Aller au contenu principal

Gérer la pluie et l’irrigation « dans le nuage »

Photo : L’entreprise lévisienne Hortau, qui possède un bureau en Californie, est un chef de file dans l’irrigation de précision, aussi bien au Québec qu’aux États-Unis, pays où la gestion de l’eau est un enjeu important.

Se rendre au champ pour consulter des tensiomètres et ajuster l’irrigation? Ça va lorsqu’on n’a qu’une parcelle. Mais quand des maraîchers et des horticulteurs ont grand à surveiller, le contrôle à distance et l’irrigation de précision au moyen d’une plateforme infonuagique trouvent toute leur pertinence – et un soutien de taille : le Fonds de solidarité FTQ.

Au Québec, l’été 2020 passera à l’histoire en raison de la pire sècheresse qu’on y ait enregistrée. Un déficit hydrique difficile à concevoir pour cette province, qui possède 3 % des réserves mondiales d’eau douce. Imaginez la situation en Californie, maintenant, avec son climat aride… C’est dans cet État que nous joignons Jocelyn Boudreau, dans les bureaux de la filiale états-unienne de l’entreprise Hortau, situés à San Luis Obispo, entre Los Angeles et San Francisco. Lévisienne d’origine et implantée aux États-Unis depuis 2007, Hortau y réalise maintenant 80 % de son chiffre d’affaires.

Amandes, agrumes, fraises et vignes en Californie, bleuets en Colombie-Britannique, canneberges en Nouvelle-Écosse, houblon, framboises et pommes de terre au Québec : plusieurs cultures profitent d’une gestion raisonnée de l’eau grâce à des systèmes d’Hortau, démarrée en 2002 par Jocelyn Boudreau, ingénieur, et Jean Caron, professeur de physique des sols et d’hydrodynamique à l’Université Laval. Même si l’entreprise compte aujourd’hui 65 employés et près de 1 000 clients, Jocelyn Boudreau, qui est chef de la direction, aime dire qu’il reste dans l’esprit bouillonnant qui anime les jeunes pousses (start-up). « Quand on a lancé l’entreprise, on trouvait qu’il n’y avait rien d’adéquat sur le marché pour bien gérer l’eau, qui est plus importante encore que des éléments comme l’azote, le phosphore ou le potassium, explique-t-il. L’idée, c’est de garder la plante dans sa zone de confort et d’optimiser la gestion des réserves. »

Un réseau de tensiomètres brevetés, connectés sans fil et alimentés par des panneaux solaires, mesure non pas la quantité d’eau, mais la capacité des plantes à soutirer l’eau.

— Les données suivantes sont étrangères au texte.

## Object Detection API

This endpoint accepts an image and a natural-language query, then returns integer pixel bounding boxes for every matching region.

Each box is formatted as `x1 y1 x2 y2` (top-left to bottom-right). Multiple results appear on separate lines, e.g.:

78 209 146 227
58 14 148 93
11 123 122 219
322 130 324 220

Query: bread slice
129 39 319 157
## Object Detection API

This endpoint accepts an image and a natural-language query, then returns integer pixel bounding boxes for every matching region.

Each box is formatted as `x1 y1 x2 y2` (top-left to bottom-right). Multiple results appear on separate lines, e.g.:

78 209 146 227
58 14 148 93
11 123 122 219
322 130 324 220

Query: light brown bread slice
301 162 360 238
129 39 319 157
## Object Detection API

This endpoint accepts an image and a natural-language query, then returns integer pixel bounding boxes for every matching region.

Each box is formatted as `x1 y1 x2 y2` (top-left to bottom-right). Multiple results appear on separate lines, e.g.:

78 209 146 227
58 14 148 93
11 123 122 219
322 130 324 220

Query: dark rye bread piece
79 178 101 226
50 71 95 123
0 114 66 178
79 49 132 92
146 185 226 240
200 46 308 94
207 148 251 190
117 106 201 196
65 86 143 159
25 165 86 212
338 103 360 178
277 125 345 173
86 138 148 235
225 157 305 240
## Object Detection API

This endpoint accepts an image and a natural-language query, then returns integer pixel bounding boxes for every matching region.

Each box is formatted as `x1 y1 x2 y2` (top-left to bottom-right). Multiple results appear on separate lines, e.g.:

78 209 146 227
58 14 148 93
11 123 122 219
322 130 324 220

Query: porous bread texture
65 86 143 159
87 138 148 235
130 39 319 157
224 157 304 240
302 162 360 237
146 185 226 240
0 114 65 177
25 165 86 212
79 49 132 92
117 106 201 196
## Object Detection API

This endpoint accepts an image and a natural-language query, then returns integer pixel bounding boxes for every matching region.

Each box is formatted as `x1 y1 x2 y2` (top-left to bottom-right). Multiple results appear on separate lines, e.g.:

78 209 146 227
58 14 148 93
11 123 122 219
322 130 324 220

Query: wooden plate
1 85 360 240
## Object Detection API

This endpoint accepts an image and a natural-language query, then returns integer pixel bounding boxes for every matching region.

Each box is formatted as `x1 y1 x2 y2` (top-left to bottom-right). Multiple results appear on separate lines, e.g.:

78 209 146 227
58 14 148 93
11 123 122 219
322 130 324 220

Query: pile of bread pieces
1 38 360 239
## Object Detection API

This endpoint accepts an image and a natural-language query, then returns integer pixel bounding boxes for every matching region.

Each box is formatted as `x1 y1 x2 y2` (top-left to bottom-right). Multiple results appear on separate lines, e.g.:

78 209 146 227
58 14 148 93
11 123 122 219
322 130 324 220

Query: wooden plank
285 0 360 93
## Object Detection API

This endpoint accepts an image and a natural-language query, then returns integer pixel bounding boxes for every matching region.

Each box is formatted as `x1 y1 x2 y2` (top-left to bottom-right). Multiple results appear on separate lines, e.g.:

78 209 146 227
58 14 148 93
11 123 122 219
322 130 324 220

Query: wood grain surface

Le démarrage des pompes, la lecture des débitmètres, le contrôle des valves et l’irrigation par goutte-à-goutte sont ajustés en conséquence, en mode manuel ou, chez de plus en plus de producteurs, en mode automatique. On intègre maintenant d’autres paramètres, comme la température sol-air, l’humidité relative, l’évapotranspiration, les degrés-jours et les prévisions obtenues de stations météorologiques situées à la ferme ou dans la région. Tout est relié à la plateforme logicielle infonuagique d’Hortau, accessible via une application sur appareils mobiles. On peut même configurer des alarmes en cas de gel, de canicule ou d’autres conditions météos critiques.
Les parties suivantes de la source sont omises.